Look, I don’t hate the guy. Shit, I’m glad he survived his fairly recent bout with cancer. But his behavior in that screening was unconscionable and professionally unethical, not to mention childishly disruptive. And while I might get laughed at for saying this... well, I just expected more from Joel Siegel.

*sigh*

UPDATE
!

The
New York Post
ran a rather large item about this story on page six today, and this morning on the
Opie and Anthony Show
, the guys and I were talking about the whole
Affair du
Siegel. Then, the guys got Mr. Mustache on the phone. It was pretty fucking entertaining radio and a fascinating insight into the hubris that comes with being the “punny” movie critic on
Good Morning America
. (Listen here:
http://www.viewaskew.com/kevin/joelsiegel.mp3
)

The Aftermath

Sunday 23 July 2006 @ 9:14 p.m.

Friday, on the subject of
Clerks II
the
Hollywood Report
wrote “Bowing in 2,150 theaters, the R-rated film is likely to open in the $10 million range.”

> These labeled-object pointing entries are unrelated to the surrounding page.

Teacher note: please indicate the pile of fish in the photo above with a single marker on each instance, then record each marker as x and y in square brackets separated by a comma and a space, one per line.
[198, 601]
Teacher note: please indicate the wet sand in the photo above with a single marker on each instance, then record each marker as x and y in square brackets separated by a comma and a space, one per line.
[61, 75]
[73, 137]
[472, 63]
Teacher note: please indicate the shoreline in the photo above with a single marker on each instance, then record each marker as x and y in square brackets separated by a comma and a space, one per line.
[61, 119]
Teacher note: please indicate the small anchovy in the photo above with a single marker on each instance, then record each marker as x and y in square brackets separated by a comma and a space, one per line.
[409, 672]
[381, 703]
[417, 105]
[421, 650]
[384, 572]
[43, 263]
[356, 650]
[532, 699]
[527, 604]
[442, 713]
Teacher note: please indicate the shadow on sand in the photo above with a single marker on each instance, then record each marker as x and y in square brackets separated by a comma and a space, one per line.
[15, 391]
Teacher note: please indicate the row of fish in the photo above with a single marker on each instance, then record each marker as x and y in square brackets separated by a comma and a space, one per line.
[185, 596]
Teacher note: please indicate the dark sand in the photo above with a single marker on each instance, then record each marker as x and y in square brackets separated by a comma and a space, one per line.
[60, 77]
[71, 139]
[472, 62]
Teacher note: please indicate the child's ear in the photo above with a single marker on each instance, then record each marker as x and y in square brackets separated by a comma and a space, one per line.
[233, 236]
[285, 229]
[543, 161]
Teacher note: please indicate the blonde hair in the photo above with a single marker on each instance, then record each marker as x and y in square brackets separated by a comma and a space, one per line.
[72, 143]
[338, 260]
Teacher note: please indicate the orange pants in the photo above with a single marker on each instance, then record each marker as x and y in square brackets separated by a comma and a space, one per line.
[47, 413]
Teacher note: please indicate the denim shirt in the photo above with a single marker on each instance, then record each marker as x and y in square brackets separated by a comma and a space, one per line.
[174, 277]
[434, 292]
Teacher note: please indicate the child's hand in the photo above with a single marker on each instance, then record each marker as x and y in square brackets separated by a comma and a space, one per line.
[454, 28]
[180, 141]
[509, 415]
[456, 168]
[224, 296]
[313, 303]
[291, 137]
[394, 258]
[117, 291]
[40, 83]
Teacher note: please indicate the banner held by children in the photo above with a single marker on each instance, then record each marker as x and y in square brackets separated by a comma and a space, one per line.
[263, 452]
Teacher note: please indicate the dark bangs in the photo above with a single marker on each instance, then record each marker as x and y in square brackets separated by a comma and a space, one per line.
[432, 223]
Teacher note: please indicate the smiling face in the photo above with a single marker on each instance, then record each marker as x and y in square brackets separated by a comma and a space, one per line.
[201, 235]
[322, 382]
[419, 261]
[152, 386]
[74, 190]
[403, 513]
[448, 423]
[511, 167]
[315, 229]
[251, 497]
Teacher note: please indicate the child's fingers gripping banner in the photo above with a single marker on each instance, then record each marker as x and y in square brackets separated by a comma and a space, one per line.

The other main industry trade,
Variety
, wrote that we did “$11 million for
Jay and Silent Bob Strike Back
on its first weekend in 2001.
Clerks II
bow will likely be close to that.”

Today, at the close of our début weekend, the word is as follows...

Reuters writes “Kevin Smith’s
Clerks II
was No. 6 with $9.6 million, broadly in line with expectations.”

USA Today
writes “Among the other newcomers,
Clerks II
did a respectable $9.6 million for sixth...”

Box Office Guru says “Fans showed support for Kevin Smith whose comedy sequel
Clerks II
debuted in sixth place with an estimated $9.6M from 2,150 theaters. Averaging a good $4,477 per site.”

Len Klady at Movie City News writes “Additionally,
Clerks II
ranked sixth with a passable $9.8 million”

And
Variety
writes that we “débuted with a lukewarm $9.6 million”

“In line with expectations.” “Respectable.” “Good.” “Passable.” “Lukewarm.” Not exactly enthusiastic buzzwords — more like the way any woman who’s ever been goodly enough to sleep with me has reviewed my cocksmanship.

I’m not gonna try to spin it for you: we’d have liked to have opened better, naturally.

And yet, I’m happy.

Let’s get the business stuff out of the way first...

Once again, in what’s been termed by some box office analysts as the
Star Trek
-Effect, we saw good Friday numbers dip on Saturday. Essentially, the hardest of hardcore fans show up in full-force on opening day, inflating the returns slightly, leaving Saturday to drop rather than enjoy the standard jump most flicks enjoy on the same day. So while it would’ve been nice to have done our best opening weekend ever with
Clerks II
(that 11 million
Strike Back
bar didn’t seem all that high to reach on Friday night), alas, it’s number six for us.

I can’t find anything to complain about; I mean, we nearly doubled our budget in the opening weekend. And while there were marketing costs (prints and advertising) beyond the negative cost ($5 mil production budget), they were pretty modest (indeed, we spent far less opening
Clerks II
than we did to open
Strike Back
). The flick should manage to get to $20–$25 mil theatrically, and eke out a minor theatrical profit, leaving all the DVD loot as total windfall.